Nonfarm employment, a widely watched measure of national labor trends, rose a meager 78,000 last Month, the Department of Labor reported. If President Bush was still facing a re-election, cries would be heard near and far from his political opponents that the economy wasn’t producing sufficient jobs and that a Democrat was needed in the White House. But the election is long gone and so dissecting the latest monthly employment report is again left for dismal scientists and investors to pore over the numbers.
On that score there’s not much to chew on. May’s 78,000 rise in nonfarm workers is both a sharp drop from April’s 274,000 addition and the lowest gain since August 2003. End of story. Yes, any one month can be volatile, and so we shouldn’t take any single number too seriously. But waiting for context will take another month for the next jobs report and the bulls and bears are chomping at the bit today.
As you might expect, the bond market took immediate comfort from the sluggish jobs report for May. After the news was released at 8:30 a.m., New York time, traders aggressively bought the 10-year Treasury Note, sending its yield down to just above the 3.8% mark for a time.
Regardless of the debate over where the “right” yield for the 10 year lies, it’s clear that the chatter over the weekend will accelerate on the issue of whether the Fed’s interest-rate hikes are history. Finger-pointing or celebrating, depending on whether you favor bonds or stocks, for the moment lies with today’s labor report. In fact, the employment trend in recent months has been less than stellar, opines Barry Ritholtz, market strategist at Maxim Group. “I have to disagree with the assessment of job growth as ‘steady,'” he writes today on his blog, The Big Picture. “Its not — its been erratic, weak and disappointing. [Non-farm payrolls] rose by a mere 78,000 in May (April’s outlier 274,000 was unrevised ). March was revised down by 44,000 to 122,000. Weakness in May was across the board, but notable was the poor service sector growth (+64,000 versus an imaginary +232,000 in April).” Simply put, “Despite the spinning you heard on TV, there’s no way to avoid reality: This Nonfarm payrolls report stunk the joint up.”
If so, why hasn’t the economic stench worked its way over to the stock market? The S&P 500 climbed 6% through yesterday since bottoming out on April 20. The Nasdaq Composite is up nearly 10% over that stretch. What’s more, the price of oil in recent weeks is up to its old tricks and has returned in the mid-$50 range. Is this how a recession begins? Or is something rotten in bond land?
Indeed, the Treasury yield curve is nearly flat, with short rates close to matching long rates. Indeed, a spread of less than 40 basis points separates the yield on 10-year Treasury (~3.85%) from its two-year counterpart (~3.5%). That’s the smallest spread since early 2001.
As a result, it’s not too early to wonder if the yield curve will soon invert, with short yields exceeding long yields. Historically, that’s been a sign that a recession is just around the corner. The bond market expects no less. The stock market, for the moment, begs to differ. Who’ll blink first?

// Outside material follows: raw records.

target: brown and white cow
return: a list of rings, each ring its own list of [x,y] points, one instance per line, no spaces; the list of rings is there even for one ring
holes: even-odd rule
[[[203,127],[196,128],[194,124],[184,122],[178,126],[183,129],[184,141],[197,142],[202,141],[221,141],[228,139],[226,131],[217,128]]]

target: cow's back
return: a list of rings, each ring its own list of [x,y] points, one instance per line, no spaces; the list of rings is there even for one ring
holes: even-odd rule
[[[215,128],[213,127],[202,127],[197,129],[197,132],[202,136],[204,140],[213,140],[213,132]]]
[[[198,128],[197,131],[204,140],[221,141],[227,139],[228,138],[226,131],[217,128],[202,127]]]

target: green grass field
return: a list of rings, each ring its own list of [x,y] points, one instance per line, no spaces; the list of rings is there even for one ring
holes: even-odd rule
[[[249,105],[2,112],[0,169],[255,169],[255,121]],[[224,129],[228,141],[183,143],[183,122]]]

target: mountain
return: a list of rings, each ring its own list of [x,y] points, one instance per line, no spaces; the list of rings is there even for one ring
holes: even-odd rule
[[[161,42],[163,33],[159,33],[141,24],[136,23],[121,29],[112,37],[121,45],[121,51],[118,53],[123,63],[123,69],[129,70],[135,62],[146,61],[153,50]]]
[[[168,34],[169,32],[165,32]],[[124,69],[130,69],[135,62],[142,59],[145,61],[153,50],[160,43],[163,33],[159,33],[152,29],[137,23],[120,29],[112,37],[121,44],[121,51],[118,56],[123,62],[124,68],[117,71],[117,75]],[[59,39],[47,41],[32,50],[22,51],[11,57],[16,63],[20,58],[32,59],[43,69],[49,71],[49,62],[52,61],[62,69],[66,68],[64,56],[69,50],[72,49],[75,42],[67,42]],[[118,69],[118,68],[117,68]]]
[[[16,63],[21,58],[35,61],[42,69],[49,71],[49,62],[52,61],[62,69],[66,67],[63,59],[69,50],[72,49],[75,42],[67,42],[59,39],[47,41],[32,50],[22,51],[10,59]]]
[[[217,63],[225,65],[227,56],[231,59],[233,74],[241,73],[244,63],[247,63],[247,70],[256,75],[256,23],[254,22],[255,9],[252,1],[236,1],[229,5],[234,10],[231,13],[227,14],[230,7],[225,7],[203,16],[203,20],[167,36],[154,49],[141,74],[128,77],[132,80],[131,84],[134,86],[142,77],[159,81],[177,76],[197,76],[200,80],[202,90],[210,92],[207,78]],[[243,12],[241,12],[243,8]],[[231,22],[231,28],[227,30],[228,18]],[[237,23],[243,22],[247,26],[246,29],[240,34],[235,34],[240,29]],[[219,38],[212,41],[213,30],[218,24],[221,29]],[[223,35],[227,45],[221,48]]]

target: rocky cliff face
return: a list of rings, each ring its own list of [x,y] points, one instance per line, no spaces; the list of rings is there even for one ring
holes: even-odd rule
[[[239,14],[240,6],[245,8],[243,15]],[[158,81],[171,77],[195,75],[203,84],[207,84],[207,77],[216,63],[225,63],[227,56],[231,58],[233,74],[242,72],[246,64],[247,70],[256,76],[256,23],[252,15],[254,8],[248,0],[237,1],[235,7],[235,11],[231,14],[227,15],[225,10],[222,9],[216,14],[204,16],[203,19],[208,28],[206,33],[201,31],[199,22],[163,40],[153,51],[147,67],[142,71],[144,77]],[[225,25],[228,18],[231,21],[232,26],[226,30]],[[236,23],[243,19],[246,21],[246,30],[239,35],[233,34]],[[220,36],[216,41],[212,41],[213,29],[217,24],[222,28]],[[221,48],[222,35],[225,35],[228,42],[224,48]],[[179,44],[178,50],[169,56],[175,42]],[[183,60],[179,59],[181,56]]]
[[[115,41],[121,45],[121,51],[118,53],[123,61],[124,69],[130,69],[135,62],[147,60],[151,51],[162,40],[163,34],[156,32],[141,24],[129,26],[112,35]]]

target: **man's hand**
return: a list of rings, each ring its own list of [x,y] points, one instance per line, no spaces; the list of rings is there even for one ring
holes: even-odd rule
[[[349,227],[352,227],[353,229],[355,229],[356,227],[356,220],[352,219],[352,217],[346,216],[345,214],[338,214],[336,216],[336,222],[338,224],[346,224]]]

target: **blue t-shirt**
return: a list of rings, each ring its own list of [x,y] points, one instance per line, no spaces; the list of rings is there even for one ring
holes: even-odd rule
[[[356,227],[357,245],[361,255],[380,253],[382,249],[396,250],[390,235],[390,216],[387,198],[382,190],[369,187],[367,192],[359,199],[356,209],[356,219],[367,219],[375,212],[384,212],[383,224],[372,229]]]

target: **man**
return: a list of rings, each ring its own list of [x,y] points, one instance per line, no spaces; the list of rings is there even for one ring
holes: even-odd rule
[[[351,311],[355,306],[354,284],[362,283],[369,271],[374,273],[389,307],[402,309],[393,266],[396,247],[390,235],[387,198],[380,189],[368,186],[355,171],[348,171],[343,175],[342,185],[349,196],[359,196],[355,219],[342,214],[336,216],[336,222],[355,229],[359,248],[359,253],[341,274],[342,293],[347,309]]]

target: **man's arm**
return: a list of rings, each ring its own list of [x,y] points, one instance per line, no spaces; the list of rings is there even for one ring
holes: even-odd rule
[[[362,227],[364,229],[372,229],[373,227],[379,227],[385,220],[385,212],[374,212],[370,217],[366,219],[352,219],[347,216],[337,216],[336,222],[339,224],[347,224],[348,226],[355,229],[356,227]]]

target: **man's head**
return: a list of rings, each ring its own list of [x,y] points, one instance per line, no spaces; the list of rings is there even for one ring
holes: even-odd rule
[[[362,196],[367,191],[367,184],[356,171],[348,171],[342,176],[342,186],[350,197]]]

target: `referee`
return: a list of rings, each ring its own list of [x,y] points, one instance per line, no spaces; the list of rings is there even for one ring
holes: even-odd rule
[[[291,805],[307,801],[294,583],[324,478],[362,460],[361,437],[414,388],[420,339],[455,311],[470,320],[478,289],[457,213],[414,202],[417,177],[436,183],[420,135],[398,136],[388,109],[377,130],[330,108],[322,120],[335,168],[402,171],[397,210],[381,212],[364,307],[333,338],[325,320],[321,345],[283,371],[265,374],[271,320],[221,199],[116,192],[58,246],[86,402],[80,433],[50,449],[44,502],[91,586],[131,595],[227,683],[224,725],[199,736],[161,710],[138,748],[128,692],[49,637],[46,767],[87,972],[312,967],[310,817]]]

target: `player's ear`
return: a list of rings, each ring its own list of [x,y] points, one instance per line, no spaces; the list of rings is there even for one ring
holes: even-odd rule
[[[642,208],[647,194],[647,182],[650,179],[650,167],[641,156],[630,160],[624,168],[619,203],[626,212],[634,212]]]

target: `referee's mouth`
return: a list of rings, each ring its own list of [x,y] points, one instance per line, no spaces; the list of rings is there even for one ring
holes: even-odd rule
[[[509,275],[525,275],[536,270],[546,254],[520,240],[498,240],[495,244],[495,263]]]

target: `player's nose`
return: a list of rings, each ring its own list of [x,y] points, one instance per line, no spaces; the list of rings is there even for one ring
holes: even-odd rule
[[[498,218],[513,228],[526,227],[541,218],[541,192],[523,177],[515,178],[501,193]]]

2 thoughts on “ANOTHER BRICK IN THE WALL OF WORRY

  1. Ray

    What many people still seem to be missing is the overall unemployment of 5.1%. This is good, both historically and relatively i.e. Germany and France are both mired in such joblessness is amazing they’re not rioting in the streets. And Japan has a lower # but they also have a more rigid, less dynamic economy; one that “protects” more jobs at the cost of economic growth.
    Point being that much of the punditry is reacting to this “weak” report with confusion as the dollar wasn’t hurt (among other observations of course) by such “bad” numbers. But the overall picture is still better than everywhere else.